Che l’utilizzo dei social media e degli smartphone sia entrato nel mirino di molti Paesi è ormai cosa nota. Diversi Stati hanno messo rigidi paletti all’utilizzo di queste piattaforme, dopo che la comunità scientifica ha dimostrato le gravi conseguenze sullo sviluppo psico-fisico dei più piccoli. Tra questi, spicca la Danimarca che è riuscita a disintossicare i giovanissimi dagli smartphone e dai social media con un mix vincente e replicabile anche qui in Italia.

A febbraio 2025 il governo di Copenaghen ha introdotto il divieto di smartphone nelle scuole per tutti gli studenti dai 7 ai 16-17 anni, rendendo le aule delle zone franche dalla connessione. Ma la vera svolta è arrivata a ottobre, quando la premier Mette Frederiksen ha annunciato una proposta che ha fatto il giro del mondo: vietare l’accesso ai social media a chiunque abbia meno di 15 anni.​

Alla base c’è un ripensamento radicale del rapporto tra minori e tecnologia e una consapevolezza chiara dei danni creati in questi anni: “Abbiamo scatenato un mostro”, ha dichiarato la prima ministra al Parlamento, sostenendo senza mezzi termini che “gli smartphone e i social hanno rubato l’infanzia dei nostri figli”. Una presa di posizione netta che trova le sue radici non solo nei dati sanitari, ma nella cultura profonda del Paese.​

L’emergenza sanitaria dietro la svolta

La decisione nasce da un’analisi impietosa della realtà. La commissione sul benessere giovanile, istituita dal governo danese nel 2023, ha certificato che mai prima d’ora si erano registrati tassi così elevati di ansia e depressione tra i giovanissimi.

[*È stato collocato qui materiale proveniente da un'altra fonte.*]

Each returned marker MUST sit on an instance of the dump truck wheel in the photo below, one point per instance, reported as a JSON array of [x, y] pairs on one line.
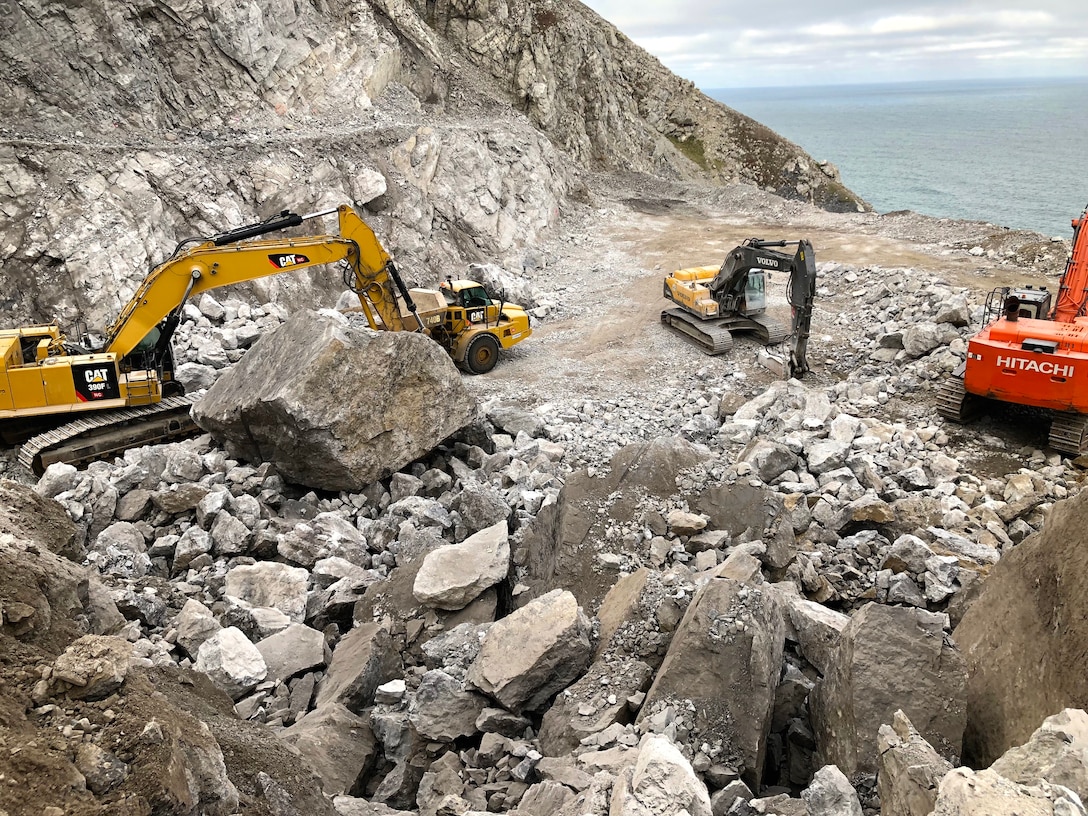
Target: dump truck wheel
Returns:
[[482, 354]]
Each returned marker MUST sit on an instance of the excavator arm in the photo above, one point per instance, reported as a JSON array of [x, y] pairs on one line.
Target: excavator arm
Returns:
[[232, 257]]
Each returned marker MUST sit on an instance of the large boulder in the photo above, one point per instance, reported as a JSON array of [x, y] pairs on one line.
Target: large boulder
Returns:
[[533, 653], [335, 406], [337, 745], [1031, 665], [726, 658], [455, 575], [890, 658], [660, 781]]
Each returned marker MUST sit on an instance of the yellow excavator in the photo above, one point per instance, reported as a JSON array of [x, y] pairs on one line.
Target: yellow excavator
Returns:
[[66, 402]]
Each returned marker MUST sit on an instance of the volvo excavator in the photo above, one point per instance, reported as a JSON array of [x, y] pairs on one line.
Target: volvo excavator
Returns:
[[74, 403], [715, 301], [1031, 351]]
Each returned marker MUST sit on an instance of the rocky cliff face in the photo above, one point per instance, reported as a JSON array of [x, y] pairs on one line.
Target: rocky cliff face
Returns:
[[461, 127], [608, 102]]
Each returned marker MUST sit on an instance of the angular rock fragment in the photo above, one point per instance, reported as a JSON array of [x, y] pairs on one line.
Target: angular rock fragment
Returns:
[[533, 653], [337, 745], [910, 770], [443, 709], [890, 657], [455, 575], [299, 399], [662, 780], [232, 662], [93, 667], [362, 660], [293, 651], [726, 658], [272, 584]]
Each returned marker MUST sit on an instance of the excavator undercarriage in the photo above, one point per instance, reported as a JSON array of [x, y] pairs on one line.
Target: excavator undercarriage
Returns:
[[716, 336], [101, 435]]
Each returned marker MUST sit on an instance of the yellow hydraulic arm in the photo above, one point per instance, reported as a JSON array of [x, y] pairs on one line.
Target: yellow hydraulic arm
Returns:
[[229, 258]]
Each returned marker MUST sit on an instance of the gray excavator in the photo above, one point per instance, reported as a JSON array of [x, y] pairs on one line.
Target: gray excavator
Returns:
[[715, 301]]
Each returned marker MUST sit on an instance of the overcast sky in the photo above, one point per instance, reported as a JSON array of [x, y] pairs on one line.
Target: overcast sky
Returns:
[[736, 44]]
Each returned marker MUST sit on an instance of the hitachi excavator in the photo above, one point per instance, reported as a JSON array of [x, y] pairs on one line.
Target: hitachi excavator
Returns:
[[714, 301], [88, 403], [1030, 354]]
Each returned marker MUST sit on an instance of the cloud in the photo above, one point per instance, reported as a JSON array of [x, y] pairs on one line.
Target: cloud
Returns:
[[721, 44]]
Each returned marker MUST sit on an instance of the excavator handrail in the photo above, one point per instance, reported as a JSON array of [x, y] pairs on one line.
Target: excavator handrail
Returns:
[[1072, 299]]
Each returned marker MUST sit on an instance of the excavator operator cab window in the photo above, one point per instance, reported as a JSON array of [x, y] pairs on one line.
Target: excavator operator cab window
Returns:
[[474, 297]]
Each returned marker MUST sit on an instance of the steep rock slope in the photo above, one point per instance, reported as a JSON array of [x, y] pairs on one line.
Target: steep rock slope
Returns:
[[609, 102], [130, 126]]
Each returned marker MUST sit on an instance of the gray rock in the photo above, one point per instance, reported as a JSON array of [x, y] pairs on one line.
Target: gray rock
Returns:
[[195, 623], [890, 658], [93, 667], [830, 793], [910, 770], [533, 653], [232, 662], [1055, 754], [100, 768], [362, 660], [335, 437], [816, 628], [769, 459], [272, 584], [453, 576], [443, 709], [726, 658], [662, 780], [325, 535], [293, 651], [336, 744]]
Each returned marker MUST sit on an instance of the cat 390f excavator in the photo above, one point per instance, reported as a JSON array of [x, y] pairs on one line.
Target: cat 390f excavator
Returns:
[[85, 403], [1030, 354], [714, 301]]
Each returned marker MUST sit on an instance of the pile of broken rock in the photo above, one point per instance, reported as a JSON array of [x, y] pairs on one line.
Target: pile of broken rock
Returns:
[[764, 627]]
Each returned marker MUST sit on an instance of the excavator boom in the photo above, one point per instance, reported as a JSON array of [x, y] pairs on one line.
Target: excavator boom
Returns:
[[712, 304], [227, 259]]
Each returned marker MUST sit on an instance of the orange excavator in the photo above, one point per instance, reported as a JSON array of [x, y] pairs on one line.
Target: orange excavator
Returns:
[[1031, 354]]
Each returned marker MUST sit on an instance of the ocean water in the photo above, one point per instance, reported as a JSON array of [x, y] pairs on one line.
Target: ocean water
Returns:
[[1011, 151]]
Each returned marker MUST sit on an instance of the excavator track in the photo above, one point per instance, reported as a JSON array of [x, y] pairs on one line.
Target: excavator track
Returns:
[[712, 337], [768, 331], [1067, 432], [100, 435], [955, 404], [716, 336]]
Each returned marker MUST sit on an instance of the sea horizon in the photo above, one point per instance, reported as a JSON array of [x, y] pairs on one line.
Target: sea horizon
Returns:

Il rapporto pubblicato a febbraio 2025 ha evidenziato come l’esposizione precoce agli schermi sia correlata direttamente a isolamento, bullismo online e crollo della soglia di attenzione.​

Rasmus Meyer, presidente della commissione, ha utilizzato una metafora potente per spiegare l’urgenza dell’intervento, paragonando il divieto di smartphone al divieto di fumo: una volta che un bambino riceve un dispositivo, questo “dominerà la sua intera esistenza” proprio come rischia di fare il tabacco. Rimuovere i telefoni dalle scuole, sottolinea Meyer, “ha dato ai giovani una pausa dalla vita online, insegnando loro come far parte delle comunità analogiche”. La proposta di legge prevede ora che i giganti del web implementino sistemi efficaci di verifica dell’età, pena sanzioni che potrebbero arrivare al 6% del loro fatturato globale.​

Il segreto danese: perché il metodo “Parent” funziona 

Se vi state chiedendo come faccia un’intera nazione ad accettare restrizioni così severe senza gridare alla censura, la risposta va cercata nel “sistema operativo” della società danese: il metodo Parent, che non sta solo per la forma inglese di “genitore”, ma indica anche un acronimo interessante. Teorizzato dall’autrice e psicologa Jessica Joelle Alexander e dalla psicoterapeuta Iben Dissing Sandahl, questo approccio educativo si basa su pilastri che l’uso massiccio dello smartphone stava sgretolando.​

Tutto inizia con la “P” di “Play” (inteso come Gioco libero): per i danesi il gioco non strutturato è sacro, fondamentale per sviluppare autonomia e resilienza, concetti incompatibili con l’intrattenimento passivo di un display.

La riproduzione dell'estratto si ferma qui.